Japan Does America Better
What is it about the Japanese that makes them so adept at mastering Americana? That’s a question that the Smithsonian Magazine takes on in a fascinating piece called “How Japan Copied American Culture and Made it Better.”
As described by the Smithsonian, there are literally Japanese buyers traveling backroads in the U.S., stopping in at old liquor stores and buying up old cases of whiskey from basements and bringing them back to sell in Japan. The Japanese are making impeccable suits and shirts of classic American styling.

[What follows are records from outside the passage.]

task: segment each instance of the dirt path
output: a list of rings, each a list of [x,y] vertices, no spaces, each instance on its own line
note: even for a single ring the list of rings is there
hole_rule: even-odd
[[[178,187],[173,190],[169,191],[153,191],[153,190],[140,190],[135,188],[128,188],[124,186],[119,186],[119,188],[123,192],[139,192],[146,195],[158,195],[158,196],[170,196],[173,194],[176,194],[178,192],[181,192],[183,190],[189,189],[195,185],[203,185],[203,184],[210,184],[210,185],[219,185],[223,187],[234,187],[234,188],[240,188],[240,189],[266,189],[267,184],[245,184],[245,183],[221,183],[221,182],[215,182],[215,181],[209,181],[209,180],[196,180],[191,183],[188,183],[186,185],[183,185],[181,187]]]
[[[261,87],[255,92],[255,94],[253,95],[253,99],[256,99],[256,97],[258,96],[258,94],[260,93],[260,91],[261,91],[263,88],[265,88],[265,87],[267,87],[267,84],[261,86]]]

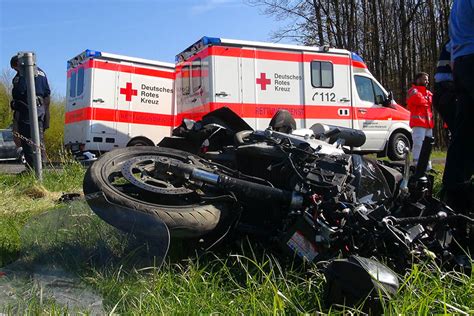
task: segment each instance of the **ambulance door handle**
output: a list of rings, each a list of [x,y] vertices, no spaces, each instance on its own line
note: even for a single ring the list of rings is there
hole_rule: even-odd
[[[366,109],[359,109],[358,111],[359,111],[360,113],[362,113],[362,114],[367,113],[367,110],[366,110]]]
[[[224,91],[216,93],[216,97],[227,97],[227,96],[228,96],[228,94]]]
[[[92,100],[92,102],[104,103],[105,101],[99,98]]]
[[[340,102],[349,102],[350,100],[348,98],[342,98],[339,100]]]
[[[197,98],[194,98],[191,100],[192,103],[196,102],[198,99]]]

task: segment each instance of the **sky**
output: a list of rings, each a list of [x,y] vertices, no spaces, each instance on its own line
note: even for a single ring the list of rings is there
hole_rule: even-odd
[[[279,26],[243,0],[0,0],[0,71],[33,51],[64,96],[66,62],[86,49],[174,63],[203,36],[271,41]]]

And the jazz clubs there are alive and well, unlike so many here in the U.S.
There’s something about the perspective of the Japanese that allows them to home in on the essential elements of foreign cultures and then perfectly recreate them at home. “What we see in Japan, in a wide range of pursuits, is a focus on mastery,” says Sarah Kovner, who teaches Japanese history at the University of Florida. “It’s true in traditional arts, it’s true of young people who dress up in Harajuku, it’s true of restaurateurs all over Japan.”

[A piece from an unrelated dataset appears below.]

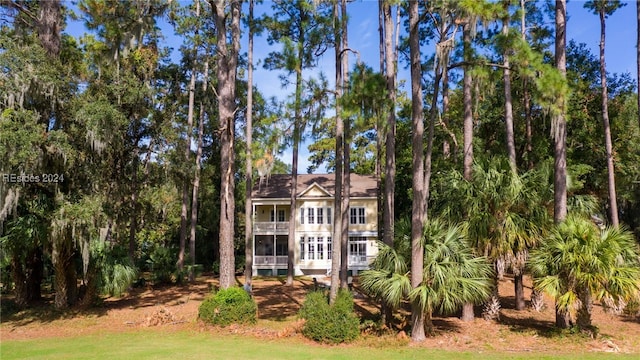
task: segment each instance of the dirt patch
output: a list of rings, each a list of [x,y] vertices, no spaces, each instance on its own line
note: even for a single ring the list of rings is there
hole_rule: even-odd
[[[525,288],[528,299],[529,282]],[[133,289],[121,298],[108,298],[101,306],[91,309],[55,311],[51,299],[32,309],[10,316],[3,316],[0,324],[2,340],[19,340],[50,337],[71,337],[122,331],[144,331],[153,326],[163,331],[193,330],[219,332],[220,329],[205,326],[197,321],[198,307],[217,285],[210,277],[181,286],[145,287]],[[296,313],[302,306],[305,294],[314,288],[311,279],[296,279],[293,286],[286,286],[279,279],[256,279],[253,296],[258,303],[258,324],[231,326],[223,333],[255,336],[258,338],[300,337],[302,323]],[[376,318],[379,306],[361,294],[354,284],[356,311],[364,319]],[[499,322],[476,318],[462,322],[455,316],[436,316],[435,334],[420,346],[452,351],[499,351],[514,353],[583,353],[620,352],[640,353],[640,320],[605,313],[596,305],[593,322],[600,329],[600,336],[591,339],[583,335],[563,335],[554,329],[553,301],[546,299],[547,308],[542,312],[514,310],[513,281],[500,282],[502,310]],[[476,315],[479,316],[480,309]],[[367,335],[361,343],[406,344],[400,323],[395,331],[382,338]],[[399,334],[399,335],[398,335]]]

Japan’s mastery of Americana isn’t something new. Back in 2009, this phenomenon emerged in multiple posts on ACL, like "All the Good Stuff is in Japan," and the New York Times also reported a story on the same theme, "The All-American Back From Japan."
Most recently, Brooklyn’s Pilgrim Surf was hosted as a sort of brand-in-residence at Beams in Japan. Then there’s one of my favorite Instagram accounts.

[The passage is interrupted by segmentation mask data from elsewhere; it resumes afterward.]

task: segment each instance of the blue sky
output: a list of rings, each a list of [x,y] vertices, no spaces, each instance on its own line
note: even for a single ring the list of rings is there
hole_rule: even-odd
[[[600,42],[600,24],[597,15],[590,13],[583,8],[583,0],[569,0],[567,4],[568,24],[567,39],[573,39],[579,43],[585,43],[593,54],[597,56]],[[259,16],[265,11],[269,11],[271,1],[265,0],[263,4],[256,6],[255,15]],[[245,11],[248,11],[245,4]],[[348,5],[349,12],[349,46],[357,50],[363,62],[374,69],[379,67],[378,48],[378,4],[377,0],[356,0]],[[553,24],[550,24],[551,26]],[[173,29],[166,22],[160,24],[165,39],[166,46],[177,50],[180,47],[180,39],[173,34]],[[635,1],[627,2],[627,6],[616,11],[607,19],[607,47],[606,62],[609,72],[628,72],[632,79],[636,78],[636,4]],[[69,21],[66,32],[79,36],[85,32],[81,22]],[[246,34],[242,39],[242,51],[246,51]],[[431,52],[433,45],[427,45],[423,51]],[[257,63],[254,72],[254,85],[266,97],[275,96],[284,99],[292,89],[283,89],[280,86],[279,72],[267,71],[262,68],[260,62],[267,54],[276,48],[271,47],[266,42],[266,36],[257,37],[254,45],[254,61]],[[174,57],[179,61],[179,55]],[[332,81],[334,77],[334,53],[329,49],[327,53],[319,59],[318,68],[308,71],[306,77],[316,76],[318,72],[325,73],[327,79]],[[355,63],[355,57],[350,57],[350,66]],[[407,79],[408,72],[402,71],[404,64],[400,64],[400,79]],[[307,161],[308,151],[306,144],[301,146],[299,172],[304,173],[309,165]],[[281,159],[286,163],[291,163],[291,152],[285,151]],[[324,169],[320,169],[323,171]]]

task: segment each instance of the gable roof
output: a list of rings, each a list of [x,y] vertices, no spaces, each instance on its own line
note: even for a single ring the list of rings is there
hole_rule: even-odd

Takizawa Shinsuke, designer for the Japanese brand Neighborhood, posts amazing images of vintage Harley-Davidsons, Indians and Triumphs, all restored to perfection. What you won't see, as far as I can tell, are old Hondas, which are ironically really in demand stateside.
Japan’s love and mastery of Americana is something worth admiring, though the thought of losing all that old whiskey is hard to deal with.
There’s a nostalgia factor at play that’s really interesting to me. It’s easy to be nostalgic for something one never experienced. This is why the old vintage design aesthetic is so popular right now in places like Brooklyn. The 1920s were so great right?
But for Japan, its nostalgia is for a different time and place, which is what makes it so compelling. I know of no other similar scenario where one culture/country fetishizes another culture/country so intensely, so perfectly and so beautifully. It’s amazing.
And while it makes me sad to see all that whiskey go, at least someone is truly enjoying it.